Despite the relatively good NFP report – at least in terms of unemployment and jobs growth – gold and silver bounced back on Friday after mostly falling throughout last week. Moving forward, the focus in the markets will shift to Europe with the fallout of the Italian referendum and the upcoming ECB monetary policy meeting. For now, the markets expect more stimulus from Draghi, which should drag down the Euro. For gold and silver a stronger dollar could drag further down their prices. Besides the ECB rate decision, in the U.S. the main reports to come out this week include the non-manufacturing PMI and consumer sentiment.

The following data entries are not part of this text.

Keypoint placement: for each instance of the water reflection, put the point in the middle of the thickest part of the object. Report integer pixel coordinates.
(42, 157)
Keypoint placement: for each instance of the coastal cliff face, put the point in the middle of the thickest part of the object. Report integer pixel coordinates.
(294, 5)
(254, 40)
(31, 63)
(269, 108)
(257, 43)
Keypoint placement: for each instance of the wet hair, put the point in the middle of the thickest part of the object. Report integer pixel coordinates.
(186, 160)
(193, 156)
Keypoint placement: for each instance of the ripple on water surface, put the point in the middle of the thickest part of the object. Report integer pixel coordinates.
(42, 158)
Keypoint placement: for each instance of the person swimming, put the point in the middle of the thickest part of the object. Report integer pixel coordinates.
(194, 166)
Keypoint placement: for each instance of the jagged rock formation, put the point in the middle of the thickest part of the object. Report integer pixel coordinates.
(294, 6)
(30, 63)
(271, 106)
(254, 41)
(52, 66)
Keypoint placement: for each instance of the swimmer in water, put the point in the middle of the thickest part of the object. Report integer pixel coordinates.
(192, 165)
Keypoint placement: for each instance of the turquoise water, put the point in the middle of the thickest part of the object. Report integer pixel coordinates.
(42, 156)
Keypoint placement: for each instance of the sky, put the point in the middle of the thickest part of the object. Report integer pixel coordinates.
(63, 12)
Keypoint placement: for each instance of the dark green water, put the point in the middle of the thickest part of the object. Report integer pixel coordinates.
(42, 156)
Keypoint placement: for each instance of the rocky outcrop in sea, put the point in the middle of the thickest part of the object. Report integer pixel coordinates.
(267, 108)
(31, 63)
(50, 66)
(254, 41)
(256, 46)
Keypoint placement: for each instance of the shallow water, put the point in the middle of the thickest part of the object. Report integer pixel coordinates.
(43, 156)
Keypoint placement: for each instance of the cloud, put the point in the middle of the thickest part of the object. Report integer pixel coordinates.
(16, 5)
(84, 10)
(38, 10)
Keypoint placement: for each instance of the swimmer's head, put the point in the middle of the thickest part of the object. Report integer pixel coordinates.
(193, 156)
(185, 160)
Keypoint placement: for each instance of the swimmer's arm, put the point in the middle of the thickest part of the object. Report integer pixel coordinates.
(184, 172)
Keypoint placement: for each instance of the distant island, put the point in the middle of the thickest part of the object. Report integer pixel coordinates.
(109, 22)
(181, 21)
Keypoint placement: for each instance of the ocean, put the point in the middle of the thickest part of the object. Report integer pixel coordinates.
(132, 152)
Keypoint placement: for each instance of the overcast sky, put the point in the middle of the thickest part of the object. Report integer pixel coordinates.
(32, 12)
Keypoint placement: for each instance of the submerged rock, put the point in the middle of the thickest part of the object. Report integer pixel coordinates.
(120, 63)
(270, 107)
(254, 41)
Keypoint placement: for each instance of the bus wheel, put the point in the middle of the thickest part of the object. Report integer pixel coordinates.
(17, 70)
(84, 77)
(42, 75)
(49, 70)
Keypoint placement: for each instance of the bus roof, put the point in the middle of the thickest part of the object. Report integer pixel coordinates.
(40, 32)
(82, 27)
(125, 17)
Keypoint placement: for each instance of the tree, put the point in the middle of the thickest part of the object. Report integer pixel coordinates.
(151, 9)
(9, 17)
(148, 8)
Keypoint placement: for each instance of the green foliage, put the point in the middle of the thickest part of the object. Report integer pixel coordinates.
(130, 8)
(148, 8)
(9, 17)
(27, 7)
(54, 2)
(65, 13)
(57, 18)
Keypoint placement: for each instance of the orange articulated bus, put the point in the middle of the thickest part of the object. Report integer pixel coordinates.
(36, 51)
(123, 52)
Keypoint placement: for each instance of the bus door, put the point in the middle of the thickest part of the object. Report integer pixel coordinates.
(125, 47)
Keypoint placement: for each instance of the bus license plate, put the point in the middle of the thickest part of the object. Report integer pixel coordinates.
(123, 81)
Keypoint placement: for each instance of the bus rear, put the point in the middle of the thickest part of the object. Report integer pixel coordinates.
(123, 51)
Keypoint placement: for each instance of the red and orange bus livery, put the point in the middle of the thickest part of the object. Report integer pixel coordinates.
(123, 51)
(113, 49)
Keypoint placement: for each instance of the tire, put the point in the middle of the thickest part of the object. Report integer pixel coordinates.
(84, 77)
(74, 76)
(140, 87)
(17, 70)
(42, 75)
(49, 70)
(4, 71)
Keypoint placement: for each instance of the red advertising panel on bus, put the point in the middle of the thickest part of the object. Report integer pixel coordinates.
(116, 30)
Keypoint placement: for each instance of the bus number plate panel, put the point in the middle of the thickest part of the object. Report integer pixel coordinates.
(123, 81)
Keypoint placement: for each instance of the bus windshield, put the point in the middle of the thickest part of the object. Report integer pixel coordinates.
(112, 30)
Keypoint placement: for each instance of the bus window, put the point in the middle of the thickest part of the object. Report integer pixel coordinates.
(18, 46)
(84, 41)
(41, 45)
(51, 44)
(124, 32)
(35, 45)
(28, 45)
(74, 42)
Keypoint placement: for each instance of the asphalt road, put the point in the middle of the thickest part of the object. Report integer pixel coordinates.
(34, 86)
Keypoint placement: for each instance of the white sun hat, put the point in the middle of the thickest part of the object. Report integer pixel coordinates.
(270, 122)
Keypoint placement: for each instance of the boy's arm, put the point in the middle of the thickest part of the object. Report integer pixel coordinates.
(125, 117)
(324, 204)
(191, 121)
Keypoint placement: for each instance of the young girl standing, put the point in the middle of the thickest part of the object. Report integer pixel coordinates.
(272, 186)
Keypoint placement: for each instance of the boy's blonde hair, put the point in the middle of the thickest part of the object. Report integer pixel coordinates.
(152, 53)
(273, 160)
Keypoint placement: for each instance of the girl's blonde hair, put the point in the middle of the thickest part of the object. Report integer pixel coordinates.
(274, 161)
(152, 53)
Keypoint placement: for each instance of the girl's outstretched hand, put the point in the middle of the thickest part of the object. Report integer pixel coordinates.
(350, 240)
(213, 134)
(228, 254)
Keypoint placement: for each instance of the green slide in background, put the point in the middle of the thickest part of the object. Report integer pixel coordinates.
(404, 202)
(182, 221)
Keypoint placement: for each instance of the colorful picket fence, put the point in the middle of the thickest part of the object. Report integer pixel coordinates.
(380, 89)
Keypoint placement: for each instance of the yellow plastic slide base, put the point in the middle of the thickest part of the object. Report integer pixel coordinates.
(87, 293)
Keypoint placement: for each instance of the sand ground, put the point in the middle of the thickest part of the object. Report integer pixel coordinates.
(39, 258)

The NFP report showed, yet again, a stable growth in jobs but didn’t present higher growth in wages – only 2.5% compared to 2.8% in the previous report; this is probably one of the main reasons for the modest gain in bullion prices as it slightly reduced the odds of a hike in December: The implied probability slipped to 92.7%. And as you can see in the table below the markets currently expect roughly one more hike in 2017; in comparison, the FOMC predicted two hikes in 2017. Given the recent developments in the markets including the rise in inflation expectations the markets may need to raise these estimates to 2 hikes as the Fed expected.
And for gold and silver higher cash rate will likely to translate to more downward pressure as interest rates rise. Besides the direction of bonds, the stronger USD has also been playing a role in reducing the demand for both gold and silver. After all, the bullion holdings in the two leading gold and silver ETFs: SLV and GLD, respectively, experienced a sharp drop of 4% and 9% over the last couple of months. But this negative sentiment doesn’t mean we won’t see some choppy trading in the near term. After all, the ECB could surprise with a lower than expected stimulus package – perhaps reduce its QE program or hold off any extensions for now – which will help strengthen the Euro and in the process pull up gold and silver prices.
The general direction of gold and silver is likely to remain downward over the coming months – assuming there won’t be any new major surprise in the markets – but we could see some short terms rallies especially if U.S. economic data falls short of market estimates and the ECB turns a bit more hawkish than currently expected.